13. The electronic device of claim 12, wherein the instructions, when executed by the processor, cause the electronic device to generate the output facial image by inputting the input facial image to the neural network.
14. The electronic device of claim 13, wherein the instructions, when executed by the processor, cause the electronic device to:
perform an averaging transformation on the input facial image;
rearrange pixels of the input facial image, on which the averaging transformation has been performed, by warping the input facial image on which the averaging transformation has been performed;
add noise to the input facial image whose pixels have been rearranged; and
generate the output facial image by adjusting a color value of the input facial image to which the noise has been added.
15. The electronic device of claim 14, wherein the averaging transformation comprises a mosaic transformation and a transformation that adjusts pixels along one axis of an image to an average value of the pixels.
16. The electronic device of claim 13, wherein the instructions, when executed by the processor, cause the electronic device to:
update parameters of the neural network through a backpropagation refinement scheme, based on a difference between the feature of the input facial image and the feature of the output facial image,
wherein the parameters of the neural network relate to obfuscating the input facial image.

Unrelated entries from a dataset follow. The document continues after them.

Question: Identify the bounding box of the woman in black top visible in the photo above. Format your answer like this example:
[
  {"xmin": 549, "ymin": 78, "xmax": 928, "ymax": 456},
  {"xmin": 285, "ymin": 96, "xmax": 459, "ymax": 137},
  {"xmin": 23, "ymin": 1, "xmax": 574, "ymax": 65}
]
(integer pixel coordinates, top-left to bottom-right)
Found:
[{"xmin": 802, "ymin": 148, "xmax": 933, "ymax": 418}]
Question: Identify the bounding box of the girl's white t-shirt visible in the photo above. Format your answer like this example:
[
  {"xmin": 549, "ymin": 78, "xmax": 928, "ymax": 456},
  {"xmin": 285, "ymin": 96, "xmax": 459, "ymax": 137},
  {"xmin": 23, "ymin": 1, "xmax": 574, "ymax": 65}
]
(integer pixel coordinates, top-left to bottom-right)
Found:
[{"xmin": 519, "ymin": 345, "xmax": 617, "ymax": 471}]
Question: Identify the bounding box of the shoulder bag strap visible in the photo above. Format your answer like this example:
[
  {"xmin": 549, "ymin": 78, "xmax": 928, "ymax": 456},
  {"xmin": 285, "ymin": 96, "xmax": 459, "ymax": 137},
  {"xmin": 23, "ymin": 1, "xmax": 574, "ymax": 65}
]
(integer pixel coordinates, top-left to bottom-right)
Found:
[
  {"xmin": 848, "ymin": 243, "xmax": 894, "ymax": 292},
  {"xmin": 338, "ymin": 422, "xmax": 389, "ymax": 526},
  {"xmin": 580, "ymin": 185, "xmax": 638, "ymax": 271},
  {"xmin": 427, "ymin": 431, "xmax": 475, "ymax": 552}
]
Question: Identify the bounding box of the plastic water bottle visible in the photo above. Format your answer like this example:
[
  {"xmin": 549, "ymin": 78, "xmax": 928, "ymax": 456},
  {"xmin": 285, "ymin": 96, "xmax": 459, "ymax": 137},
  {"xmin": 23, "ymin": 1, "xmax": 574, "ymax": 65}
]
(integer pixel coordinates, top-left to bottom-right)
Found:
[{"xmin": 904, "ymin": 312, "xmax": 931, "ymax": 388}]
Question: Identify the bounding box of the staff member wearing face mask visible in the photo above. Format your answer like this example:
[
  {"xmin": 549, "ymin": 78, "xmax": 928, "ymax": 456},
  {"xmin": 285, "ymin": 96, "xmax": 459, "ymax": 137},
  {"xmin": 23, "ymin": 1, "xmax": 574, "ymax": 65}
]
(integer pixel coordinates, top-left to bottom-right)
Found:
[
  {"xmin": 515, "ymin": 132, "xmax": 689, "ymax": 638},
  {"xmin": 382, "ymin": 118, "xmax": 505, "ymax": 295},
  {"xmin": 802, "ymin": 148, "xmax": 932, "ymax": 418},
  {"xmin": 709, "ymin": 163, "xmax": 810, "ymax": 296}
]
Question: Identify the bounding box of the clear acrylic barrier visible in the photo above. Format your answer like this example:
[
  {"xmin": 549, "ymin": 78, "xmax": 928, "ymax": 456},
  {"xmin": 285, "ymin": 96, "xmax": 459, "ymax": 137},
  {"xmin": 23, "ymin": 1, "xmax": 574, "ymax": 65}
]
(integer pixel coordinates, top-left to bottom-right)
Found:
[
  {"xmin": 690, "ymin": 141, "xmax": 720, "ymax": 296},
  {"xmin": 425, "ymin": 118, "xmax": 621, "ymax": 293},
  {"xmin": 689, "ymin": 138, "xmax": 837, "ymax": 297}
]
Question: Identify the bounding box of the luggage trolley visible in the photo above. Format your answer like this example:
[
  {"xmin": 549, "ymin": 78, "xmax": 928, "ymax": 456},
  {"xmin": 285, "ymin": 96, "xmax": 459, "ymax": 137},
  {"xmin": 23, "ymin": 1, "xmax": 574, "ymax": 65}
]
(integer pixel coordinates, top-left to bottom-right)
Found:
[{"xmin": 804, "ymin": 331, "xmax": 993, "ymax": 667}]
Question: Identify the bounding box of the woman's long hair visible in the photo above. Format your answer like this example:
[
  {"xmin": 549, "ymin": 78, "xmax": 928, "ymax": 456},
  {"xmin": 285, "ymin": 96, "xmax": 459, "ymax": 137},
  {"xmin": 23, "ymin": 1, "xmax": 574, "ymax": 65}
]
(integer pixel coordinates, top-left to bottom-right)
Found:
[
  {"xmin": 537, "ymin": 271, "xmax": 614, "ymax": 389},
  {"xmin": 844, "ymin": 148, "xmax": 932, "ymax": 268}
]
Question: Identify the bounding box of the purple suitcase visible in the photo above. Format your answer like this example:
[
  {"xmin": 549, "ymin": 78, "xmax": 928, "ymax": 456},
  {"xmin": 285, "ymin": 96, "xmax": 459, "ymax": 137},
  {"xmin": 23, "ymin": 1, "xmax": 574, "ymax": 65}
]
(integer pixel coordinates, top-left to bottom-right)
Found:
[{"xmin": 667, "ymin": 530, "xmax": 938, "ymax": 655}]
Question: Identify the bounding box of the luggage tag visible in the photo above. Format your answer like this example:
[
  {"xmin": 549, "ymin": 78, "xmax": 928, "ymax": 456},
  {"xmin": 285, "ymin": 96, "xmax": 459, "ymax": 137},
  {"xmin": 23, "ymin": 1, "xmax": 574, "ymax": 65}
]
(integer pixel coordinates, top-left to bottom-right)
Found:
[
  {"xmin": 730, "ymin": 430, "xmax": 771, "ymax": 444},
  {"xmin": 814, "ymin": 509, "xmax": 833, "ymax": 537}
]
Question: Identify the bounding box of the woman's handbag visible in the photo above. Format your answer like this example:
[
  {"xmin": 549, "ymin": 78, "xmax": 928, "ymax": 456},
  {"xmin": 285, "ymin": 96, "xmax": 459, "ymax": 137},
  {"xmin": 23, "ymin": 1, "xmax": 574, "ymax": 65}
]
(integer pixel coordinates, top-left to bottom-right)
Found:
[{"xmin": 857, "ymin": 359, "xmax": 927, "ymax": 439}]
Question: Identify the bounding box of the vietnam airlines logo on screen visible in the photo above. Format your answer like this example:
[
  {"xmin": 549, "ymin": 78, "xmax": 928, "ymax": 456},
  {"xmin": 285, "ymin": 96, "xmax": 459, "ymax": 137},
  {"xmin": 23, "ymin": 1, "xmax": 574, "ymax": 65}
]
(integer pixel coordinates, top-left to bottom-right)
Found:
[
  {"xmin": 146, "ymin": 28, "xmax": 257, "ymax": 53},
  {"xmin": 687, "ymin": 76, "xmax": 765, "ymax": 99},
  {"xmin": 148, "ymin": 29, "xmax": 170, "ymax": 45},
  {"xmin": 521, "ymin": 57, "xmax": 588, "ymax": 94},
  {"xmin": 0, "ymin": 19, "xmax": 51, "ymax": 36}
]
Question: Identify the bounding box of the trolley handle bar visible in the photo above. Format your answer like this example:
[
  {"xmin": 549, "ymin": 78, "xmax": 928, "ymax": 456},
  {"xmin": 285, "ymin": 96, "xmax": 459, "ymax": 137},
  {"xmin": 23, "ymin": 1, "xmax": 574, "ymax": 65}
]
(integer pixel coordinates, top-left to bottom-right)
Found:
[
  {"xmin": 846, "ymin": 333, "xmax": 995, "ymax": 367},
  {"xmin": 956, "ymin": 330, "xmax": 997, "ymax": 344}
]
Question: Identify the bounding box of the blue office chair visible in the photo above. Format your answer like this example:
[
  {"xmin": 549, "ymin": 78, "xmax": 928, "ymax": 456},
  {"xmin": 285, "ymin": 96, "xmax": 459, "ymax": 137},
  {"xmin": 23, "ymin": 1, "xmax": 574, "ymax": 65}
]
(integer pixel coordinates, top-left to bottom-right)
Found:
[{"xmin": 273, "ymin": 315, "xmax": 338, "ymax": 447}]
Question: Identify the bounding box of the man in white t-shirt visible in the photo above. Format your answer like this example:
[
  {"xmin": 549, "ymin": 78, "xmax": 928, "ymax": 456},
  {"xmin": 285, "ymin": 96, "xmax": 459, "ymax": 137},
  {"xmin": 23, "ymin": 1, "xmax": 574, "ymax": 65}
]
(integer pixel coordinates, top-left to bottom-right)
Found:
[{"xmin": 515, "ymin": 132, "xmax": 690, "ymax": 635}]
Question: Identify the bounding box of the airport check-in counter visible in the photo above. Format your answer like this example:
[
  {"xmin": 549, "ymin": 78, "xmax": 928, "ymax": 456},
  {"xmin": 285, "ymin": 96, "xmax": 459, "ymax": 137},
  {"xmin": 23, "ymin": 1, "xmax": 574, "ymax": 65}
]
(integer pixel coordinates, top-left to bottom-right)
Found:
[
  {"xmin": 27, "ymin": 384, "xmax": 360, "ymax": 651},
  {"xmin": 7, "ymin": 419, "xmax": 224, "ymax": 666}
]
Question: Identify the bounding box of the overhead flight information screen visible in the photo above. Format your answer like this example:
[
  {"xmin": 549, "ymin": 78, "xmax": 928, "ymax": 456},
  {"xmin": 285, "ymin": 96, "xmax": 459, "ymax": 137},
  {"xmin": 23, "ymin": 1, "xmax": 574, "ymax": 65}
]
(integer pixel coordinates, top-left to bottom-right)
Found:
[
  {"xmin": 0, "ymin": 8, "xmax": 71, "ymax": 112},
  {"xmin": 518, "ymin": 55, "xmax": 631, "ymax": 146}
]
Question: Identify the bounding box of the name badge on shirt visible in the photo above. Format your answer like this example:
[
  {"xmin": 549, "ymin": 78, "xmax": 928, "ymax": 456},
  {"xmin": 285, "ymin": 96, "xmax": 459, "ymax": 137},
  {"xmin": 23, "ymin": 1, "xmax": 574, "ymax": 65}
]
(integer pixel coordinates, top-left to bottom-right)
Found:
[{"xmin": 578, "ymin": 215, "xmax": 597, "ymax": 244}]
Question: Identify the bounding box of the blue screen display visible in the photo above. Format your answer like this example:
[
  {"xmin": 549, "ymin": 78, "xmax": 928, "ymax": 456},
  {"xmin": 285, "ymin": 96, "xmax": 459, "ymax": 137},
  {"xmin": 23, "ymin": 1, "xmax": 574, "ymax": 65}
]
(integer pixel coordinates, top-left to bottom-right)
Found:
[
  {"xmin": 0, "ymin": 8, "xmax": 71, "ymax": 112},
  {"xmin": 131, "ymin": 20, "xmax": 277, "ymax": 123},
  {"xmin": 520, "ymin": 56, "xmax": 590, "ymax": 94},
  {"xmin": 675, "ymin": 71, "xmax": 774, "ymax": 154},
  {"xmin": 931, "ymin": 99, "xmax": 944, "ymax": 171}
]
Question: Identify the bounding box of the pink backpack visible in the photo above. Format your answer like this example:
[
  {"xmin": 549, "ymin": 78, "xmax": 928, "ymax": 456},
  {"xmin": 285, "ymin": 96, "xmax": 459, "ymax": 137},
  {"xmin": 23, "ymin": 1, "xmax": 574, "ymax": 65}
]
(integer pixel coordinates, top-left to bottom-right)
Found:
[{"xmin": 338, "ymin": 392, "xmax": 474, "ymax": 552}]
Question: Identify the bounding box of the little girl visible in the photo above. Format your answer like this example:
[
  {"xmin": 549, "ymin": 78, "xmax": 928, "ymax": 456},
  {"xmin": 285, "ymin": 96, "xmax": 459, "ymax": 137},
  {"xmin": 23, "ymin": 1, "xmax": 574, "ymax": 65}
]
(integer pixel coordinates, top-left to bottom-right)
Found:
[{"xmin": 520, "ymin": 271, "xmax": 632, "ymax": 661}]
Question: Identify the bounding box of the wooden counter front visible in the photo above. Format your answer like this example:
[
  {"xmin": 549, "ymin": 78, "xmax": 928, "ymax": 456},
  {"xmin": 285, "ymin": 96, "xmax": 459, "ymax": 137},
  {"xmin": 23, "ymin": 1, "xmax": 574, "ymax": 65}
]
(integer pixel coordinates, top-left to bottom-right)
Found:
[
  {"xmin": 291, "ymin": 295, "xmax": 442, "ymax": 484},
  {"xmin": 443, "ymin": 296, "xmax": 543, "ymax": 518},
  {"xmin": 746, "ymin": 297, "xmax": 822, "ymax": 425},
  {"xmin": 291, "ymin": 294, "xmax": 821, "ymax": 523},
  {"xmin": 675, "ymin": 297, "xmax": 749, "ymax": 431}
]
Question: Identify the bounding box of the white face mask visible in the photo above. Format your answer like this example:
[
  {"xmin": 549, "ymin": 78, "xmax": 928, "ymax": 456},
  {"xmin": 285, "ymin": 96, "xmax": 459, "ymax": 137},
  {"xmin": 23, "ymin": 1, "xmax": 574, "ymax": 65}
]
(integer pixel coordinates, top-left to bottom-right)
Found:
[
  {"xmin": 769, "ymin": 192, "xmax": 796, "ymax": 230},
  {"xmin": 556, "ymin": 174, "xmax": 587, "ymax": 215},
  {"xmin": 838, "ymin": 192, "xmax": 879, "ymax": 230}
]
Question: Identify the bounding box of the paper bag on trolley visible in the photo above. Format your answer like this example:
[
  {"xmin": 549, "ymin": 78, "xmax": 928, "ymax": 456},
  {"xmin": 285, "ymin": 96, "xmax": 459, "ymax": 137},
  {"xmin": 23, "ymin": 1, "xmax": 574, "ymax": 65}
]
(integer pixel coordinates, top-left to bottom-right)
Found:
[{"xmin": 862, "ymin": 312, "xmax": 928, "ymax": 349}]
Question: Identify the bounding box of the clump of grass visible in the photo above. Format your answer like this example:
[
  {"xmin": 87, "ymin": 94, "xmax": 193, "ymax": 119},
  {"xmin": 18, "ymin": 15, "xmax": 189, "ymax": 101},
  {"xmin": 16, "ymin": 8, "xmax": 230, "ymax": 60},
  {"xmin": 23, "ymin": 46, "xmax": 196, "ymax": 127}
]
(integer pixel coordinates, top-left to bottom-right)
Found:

17. The electronic device of claim 16, wherein the backpropagation refinement scheme comprises:
repeatedly performing a forward propagation process and a backpropagation process to determine the parameters of the neural network, such that a trade-off is achieved between an obfuscation degree of the output facial image and a reconstruction degree of the identification information from the output facial image,
wherein the forward propagation process comprises obtaining the output facial image, extracting the feature of the input facial image, and extracting the feature of the output facial image, and
the backpropagation process comprises updating the parameters of the neural network.
18. The electronic device of claim 17, wherein the instructions, when executed by the processor, cause the electronic device to:
calculate a distance between the feature of the input facial image and the feature of the output facial image; and
change the parameters of the neural network such that the distance is minimized.
19. The electronic device of claim 17, wherein the instructions, when executed by the processor, cause the electronic device to:
calculate a cosine similarity between the feature of the input facial image and the feature of the output facial image; and
change the parameters of the neural network such that the cosine similarity is maximized.
20. The electronic device of claim 17, wherein the instructions, when executed by the processor, cause the electronic device to change the parameters of the neural network such that the parameters of the neural network do not exceed a preset threshold value.